The event was organised jointly by the Karnataka Rajya Raitha Sangha (KRRS), the Jana Sangram Parishath (JSP), the Grameena Krishi Cooli Karmikara Sanghatane, the Bharat Gyan Vigyan Samiti, the Hyderabad Karnataka Raitha Sangha, the State Bt Cotton Eradication Committee and other organisations.

 “If we look around with sensitivity, we find an invisible imperialist war being waged on the working class. Unlike the wars in the past, this war is invisible. Imperialist forces have turned our food and water into poison. Our soil and seed are being killed. The farmers who have grown crops with the seeds provided by corporate companies are getting killed. It is a war being waged by imperialist forces on the common people. In the pre-Independence era, only one company plundered us. Now, hundreds of foreign companies are looting us,” he said.

Bt cotton

Mr. Mahadeva focussed on Bt cotton crop destroyed by pink bollworm pest attack in Raichur and other districts despite the claims of Bt cotton seed producers that they resistant to pests.

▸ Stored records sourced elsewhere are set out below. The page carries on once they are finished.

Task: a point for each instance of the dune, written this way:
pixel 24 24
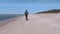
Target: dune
pixel 37 24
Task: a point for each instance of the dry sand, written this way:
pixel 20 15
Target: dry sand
pixel 37 24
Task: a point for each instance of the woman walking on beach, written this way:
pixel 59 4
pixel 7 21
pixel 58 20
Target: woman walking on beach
pixel 26 14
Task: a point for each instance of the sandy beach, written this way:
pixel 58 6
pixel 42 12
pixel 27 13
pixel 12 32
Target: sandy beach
pixel 37 24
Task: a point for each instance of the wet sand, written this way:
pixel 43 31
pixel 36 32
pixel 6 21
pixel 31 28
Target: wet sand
pixel 37 24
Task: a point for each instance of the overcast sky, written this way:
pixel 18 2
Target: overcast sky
pixel 19 6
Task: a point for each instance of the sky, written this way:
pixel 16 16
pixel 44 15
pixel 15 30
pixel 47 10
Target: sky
pixel 33 6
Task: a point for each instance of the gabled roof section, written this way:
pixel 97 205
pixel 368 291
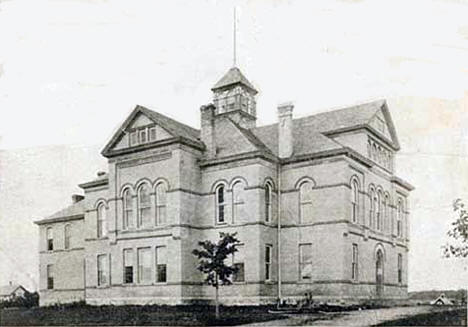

 “Bt cotton cultivation is proving to be fatal for farmers. Impact of Bt cotton is similar to that of an explosion of nuclear bomb. The Bt cotton fields are being destroyed by the pest forcing the farmers to prepare a noose from the same cotton fibre that they are growing,” he said.

Mr. Mahadeva criticised successive Indian governments for serving their imperialist masters by formulating pro-corporate and anti-farmer agrarian policies.

 “As many as 38 countries in the world have banned Bt cotton cultivation. But India didn’t do it. For multinational corporations, India, and its people, have become a laboratory for their research,” he said.

Mr. Mahadeva called upon the people to wean away from corporate-driven agriculture and gradually move towards sustainable natural farming. “We need to be more sensitive and get united for a larger fight for protecting Indian agriculture from corporate onslaught,” he said.

Pay compensation

Chamarasa Malipatil, State president of KRRS, demanded that the government hold Bt cotton seed companies responsible for crop destruction in the pest attack and compel them to pay compensation to affected farmers.

“The seed producing companies had claimed that Bt cotton crop was resistant to pink bollworm pest. However, the very same pest has destroyed the crop in the State. The government should hold the seed producers responsible and force them to pay compensation,” he said. He also demanded disbursement of relief to all drought-hit farmers both in rain-fed and irrigated areas and farm loan waiver.

The conference was presided over by Raghavendra Kushtagi, State working president of Jana Sangram Parishath. Amaranna Gudihal, Bandeppa Gowda, Lakshman Gowda, Mahadevi, Yatiraj, Venkatesh Patil Watagal and Eeranna Bengali were present.